Turunkan Kolestorel di 14 Hari, Tantangan untuk Cegah Penyakit Jantung lalu Kardiovaskular

JAKARTA – Penyakit jantung dan juga pembuluh darah telah terjadi menyebabkan 17,3 jt kematian setiap tahun. Kondisi ini semakin kritis dengan meningkatnya persoalan hukum serangan jantung pada usia muda.
Di Indonesia terdapat peningkatan prevalensi serangan jantung pada usia kurang dari 40 tahun, yakni 2% tiap tahun sejak 2000 sampai 2016.
Data Global Burden of Disease juga Institute for Health Metrics and Evaluation (IHME) 2014-2019 menunjukkan bahwa penyakit jantung merupakan faktor kematian tertinggi dalam Indonesia. Situasi ini semakin mengkhawatirkan dengan meningkatnya prevalensi serangan jantung pada usia muda.
Kolesterol jahat (LDL) yang mana menumpuk di area pembuluh darah menjadi salah satu faktor utama pemicu penyakit jantung.

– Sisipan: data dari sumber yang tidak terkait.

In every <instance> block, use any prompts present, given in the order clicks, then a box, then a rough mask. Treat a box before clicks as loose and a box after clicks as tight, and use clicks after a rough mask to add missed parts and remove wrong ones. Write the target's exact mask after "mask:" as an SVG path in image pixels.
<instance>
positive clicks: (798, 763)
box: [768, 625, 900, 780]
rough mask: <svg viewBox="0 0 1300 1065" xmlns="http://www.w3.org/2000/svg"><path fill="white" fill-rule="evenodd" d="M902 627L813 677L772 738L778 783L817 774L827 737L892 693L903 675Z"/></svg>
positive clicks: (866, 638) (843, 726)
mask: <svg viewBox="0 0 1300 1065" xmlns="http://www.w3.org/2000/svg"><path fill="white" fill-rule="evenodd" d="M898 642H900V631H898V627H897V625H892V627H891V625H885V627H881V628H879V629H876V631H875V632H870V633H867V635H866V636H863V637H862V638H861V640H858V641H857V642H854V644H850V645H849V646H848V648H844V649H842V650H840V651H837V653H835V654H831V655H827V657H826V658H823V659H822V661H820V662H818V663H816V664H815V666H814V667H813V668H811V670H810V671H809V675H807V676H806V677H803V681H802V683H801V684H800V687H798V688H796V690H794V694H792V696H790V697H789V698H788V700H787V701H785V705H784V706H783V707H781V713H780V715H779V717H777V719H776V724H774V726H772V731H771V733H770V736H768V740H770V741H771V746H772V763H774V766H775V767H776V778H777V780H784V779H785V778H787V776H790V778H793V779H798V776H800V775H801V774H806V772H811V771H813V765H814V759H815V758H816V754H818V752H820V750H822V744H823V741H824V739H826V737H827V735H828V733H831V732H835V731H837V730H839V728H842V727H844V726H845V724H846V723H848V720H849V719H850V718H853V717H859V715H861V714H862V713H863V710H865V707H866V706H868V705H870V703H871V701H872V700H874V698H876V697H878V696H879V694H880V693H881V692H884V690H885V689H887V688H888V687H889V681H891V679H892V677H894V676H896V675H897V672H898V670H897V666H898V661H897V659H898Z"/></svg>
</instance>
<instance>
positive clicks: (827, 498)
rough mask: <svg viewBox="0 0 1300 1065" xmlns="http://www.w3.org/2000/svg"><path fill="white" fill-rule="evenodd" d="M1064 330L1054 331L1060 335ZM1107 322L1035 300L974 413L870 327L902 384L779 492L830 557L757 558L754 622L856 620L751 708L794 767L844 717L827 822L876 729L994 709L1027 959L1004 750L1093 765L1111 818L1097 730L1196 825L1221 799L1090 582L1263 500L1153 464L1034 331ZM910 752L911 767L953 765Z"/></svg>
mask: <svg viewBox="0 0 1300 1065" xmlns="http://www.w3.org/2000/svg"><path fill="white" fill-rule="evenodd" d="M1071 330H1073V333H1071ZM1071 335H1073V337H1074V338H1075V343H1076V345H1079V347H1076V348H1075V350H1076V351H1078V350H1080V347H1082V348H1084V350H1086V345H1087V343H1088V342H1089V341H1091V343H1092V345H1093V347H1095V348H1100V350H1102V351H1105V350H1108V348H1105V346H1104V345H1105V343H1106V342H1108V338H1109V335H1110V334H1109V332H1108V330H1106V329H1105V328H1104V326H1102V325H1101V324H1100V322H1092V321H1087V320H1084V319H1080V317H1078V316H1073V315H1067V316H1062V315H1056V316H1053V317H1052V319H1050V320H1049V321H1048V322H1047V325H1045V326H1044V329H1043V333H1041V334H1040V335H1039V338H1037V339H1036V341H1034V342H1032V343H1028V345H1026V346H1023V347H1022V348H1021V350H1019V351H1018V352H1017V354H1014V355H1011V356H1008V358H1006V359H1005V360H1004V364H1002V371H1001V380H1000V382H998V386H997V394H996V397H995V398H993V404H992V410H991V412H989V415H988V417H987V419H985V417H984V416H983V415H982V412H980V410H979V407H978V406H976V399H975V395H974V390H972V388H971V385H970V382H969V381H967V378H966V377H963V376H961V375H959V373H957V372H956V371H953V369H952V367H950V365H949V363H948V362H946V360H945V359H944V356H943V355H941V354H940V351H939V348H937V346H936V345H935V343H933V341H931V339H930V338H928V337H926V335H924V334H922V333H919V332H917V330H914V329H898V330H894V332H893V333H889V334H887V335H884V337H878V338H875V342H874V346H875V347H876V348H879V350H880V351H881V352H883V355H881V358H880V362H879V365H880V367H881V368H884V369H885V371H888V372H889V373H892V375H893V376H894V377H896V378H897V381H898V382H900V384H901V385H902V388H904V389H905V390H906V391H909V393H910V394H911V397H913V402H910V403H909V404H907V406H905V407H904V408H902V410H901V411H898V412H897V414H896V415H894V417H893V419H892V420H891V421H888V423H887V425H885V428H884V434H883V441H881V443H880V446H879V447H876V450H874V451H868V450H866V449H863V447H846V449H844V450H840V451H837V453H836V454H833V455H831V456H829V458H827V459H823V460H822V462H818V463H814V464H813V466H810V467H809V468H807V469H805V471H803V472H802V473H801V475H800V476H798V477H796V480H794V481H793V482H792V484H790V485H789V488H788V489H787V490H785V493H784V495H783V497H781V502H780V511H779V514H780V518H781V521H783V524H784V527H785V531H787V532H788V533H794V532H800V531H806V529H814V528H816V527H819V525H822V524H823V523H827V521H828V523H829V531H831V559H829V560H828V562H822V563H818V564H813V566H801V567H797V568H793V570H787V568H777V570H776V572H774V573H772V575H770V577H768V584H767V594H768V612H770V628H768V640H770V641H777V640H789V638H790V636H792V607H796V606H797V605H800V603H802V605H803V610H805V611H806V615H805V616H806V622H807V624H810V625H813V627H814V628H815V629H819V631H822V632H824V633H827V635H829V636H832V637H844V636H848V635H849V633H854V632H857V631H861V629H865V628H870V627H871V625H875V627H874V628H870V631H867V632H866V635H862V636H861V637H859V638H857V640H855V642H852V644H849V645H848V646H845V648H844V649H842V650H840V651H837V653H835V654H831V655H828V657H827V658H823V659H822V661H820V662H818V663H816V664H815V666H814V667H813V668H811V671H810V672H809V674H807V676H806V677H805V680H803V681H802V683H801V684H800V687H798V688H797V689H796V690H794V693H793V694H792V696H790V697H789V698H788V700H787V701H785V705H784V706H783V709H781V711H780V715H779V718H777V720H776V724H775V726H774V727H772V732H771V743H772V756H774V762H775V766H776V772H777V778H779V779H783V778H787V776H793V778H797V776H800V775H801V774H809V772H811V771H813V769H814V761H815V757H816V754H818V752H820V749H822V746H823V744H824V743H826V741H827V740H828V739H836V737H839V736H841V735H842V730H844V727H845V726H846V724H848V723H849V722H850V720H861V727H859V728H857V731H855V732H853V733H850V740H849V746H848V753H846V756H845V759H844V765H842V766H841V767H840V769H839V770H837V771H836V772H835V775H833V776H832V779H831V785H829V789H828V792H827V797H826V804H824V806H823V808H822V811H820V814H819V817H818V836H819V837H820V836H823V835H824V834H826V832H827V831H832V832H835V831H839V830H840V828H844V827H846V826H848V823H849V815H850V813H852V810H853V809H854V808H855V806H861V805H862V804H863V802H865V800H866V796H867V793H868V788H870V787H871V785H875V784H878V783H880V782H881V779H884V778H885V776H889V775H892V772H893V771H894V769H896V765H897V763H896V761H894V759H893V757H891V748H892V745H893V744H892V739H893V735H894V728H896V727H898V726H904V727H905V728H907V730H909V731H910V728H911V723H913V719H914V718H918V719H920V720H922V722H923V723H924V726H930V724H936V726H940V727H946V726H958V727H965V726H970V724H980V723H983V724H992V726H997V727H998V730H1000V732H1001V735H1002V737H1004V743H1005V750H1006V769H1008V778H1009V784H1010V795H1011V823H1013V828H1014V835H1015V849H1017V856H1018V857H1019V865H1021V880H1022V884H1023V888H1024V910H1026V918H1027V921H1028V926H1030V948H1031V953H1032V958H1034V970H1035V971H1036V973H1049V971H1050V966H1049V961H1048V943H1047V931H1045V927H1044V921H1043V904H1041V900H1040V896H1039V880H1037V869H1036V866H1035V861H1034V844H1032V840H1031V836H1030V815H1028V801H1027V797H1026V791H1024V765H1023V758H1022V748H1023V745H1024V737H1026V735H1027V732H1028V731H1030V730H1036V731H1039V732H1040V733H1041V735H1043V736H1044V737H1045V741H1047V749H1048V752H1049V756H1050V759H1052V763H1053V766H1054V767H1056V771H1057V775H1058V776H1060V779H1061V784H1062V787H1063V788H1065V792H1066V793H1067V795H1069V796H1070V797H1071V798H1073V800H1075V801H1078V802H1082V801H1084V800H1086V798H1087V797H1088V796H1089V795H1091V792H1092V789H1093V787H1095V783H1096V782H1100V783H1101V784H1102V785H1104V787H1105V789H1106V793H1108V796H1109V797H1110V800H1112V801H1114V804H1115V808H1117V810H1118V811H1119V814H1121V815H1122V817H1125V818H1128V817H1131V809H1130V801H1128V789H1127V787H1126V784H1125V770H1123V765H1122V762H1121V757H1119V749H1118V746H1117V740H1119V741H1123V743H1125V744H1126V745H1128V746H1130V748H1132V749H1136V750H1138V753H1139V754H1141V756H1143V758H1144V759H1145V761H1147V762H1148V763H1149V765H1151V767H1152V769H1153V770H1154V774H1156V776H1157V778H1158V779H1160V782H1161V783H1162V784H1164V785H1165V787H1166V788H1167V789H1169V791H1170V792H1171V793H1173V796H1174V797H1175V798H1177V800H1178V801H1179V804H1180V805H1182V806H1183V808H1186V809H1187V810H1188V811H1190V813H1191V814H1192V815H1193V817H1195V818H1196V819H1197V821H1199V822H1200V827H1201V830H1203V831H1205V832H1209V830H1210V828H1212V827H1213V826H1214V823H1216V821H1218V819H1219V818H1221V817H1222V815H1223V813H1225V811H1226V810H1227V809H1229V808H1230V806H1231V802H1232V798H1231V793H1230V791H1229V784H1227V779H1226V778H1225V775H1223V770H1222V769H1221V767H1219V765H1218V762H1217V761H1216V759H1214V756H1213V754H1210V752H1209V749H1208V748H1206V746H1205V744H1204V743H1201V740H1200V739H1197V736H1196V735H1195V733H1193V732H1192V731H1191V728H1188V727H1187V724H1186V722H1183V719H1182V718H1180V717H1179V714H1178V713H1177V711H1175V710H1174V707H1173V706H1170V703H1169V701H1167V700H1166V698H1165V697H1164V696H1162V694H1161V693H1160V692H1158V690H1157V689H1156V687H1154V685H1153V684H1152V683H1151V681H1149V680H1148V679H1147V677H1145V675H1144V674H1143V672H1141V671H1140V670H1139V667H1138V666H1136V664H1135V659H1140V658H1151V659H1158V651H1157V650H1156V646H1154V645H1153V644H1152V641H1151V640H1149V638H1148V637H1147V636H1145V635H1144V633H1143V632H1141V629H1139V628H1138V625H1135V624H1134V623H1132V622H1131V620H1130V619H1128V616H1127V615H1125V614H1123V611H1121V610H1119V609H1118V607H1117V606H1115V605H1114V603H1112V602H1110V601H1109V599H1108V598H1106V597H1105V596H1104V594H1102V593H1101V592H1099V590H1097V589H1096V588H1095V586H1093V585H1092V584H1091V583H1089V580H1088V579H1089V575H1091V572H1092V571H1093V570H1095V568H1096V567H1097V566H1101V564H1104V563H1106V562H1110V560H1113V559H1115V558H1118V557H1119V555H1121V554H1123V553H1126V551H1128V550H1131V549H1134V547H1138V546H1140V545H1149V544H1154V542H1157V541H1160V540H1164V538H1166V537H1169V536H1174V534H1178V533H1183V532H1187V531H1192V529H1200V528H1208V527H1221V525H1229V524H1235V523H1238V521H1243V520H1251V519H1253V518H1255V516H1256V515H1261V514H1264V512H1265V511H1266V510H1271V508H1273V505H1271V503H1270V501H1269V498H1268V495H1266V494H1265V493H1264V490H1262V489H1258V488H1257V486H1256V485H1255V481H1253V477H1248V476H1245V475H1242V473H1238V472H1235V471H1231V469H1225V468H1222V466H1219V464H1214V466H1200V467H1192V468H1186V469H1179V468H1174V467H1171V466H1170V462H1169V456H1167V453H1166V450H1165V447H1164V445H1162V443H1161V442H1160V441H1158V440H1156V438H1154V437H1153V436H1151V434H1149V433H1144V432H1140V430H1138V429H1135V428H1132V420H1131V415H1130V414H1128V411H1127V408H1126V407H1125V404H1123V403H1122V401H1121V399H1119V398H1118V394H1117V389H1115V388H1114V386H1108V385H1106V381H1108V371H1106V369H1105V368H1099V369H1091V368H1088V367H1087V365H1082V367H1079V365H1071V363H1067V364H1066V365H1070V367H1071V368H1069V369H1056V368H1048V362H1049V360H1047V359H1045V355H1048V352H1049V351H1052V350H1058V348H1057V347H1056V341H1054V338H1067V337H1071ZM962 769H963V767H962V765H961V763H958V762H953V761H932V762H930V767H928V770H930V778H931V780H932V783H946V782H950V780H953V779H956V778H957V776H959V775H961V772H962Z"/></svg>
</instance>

Dr. dr. Libriansyah, MM. Sp.PD, K-EMD, FINASIM dari Divisi Endokrin, Metabolik, Diabetes RSPAL dr. Ramelan Surabaya memaparkan, lemak darah adalah lemak penting yang digunakan diproduksi secara alami oleh tubuh untuk membantu produksi hormon, vitamin D, juga asam empedu untuk mencerna lemak. Namun, lemak darah akan menyebabkan hambatan jikalau levelnya di
darah terlalu tinggi.
“Kadar steroid yang tersebut terlalu tinggi, khususnya Low Density Lipoprotein (LDL), dapat menyebabkan penyempitan pembuluh darah kemudian meningkatkan risiko penyakit jantung. Sebaliknya, High Density Lipoprotein (HDL) berperan penting di membersihkan pembuluh darah dari lemak darah berlebih juga mengembalikannya ke hati untuk dikeluarkan dari tubuh,” terang dr. Libriansyah.
“Selain LDL dan juga HDL, yang tersebut rutin disebut sebagai “kolesterol jahat” kemudian “kolesterol baik”, ada juga trigliserida. Kadar trigliserida juga perlu dijaga agar masih normal. Kombinasi kadar trigliserida lalu LDL yang tinggi dengan HDL yang mana rendah, dapat menyebabkan pembuluh darah mengalami pembentukan plak sehingga risiko penyakit jantung dan juga stroke pun akan meningkat,” lanjutnya.
Guna membantu mengatasi persoalan ini, di area momen World Heart Day yang mana baru lalu, Nutrive Benecol bekerja identik dengan Apotek K-24 menghadirkan kegiatan 14 Days Challenge. Proyek ini bertujuan meningkatkan awareness publik tentang pola hidup sehat untuk menjaga dari risiko penyakit jantung, yang mana sejalan dengan acara Kemenkes di aksi kemampuan fisik kardiovaskular nasional.
Melalui inisiatif ini, para apoteker dalam Apotek K-24 area Surabaya serta sekitarnya diajak untuk mengikuti tantangan dengan mengonsumsi Nutrive Benecol selama 14 hari lalu menjalani pemeriksaan lipid di dalam awal juga akhir periode. Inisiatif ini bukan cuma bertujuan memberikan pengalaman segera bagi apoteker terkait pengelolaan kolesterol, tapi juga agar merek terus-menerus memperkuat upaya meningkatkan kesadaran penduduk terhadap pencegahan penyakit kardiovaskular lalu risikonya.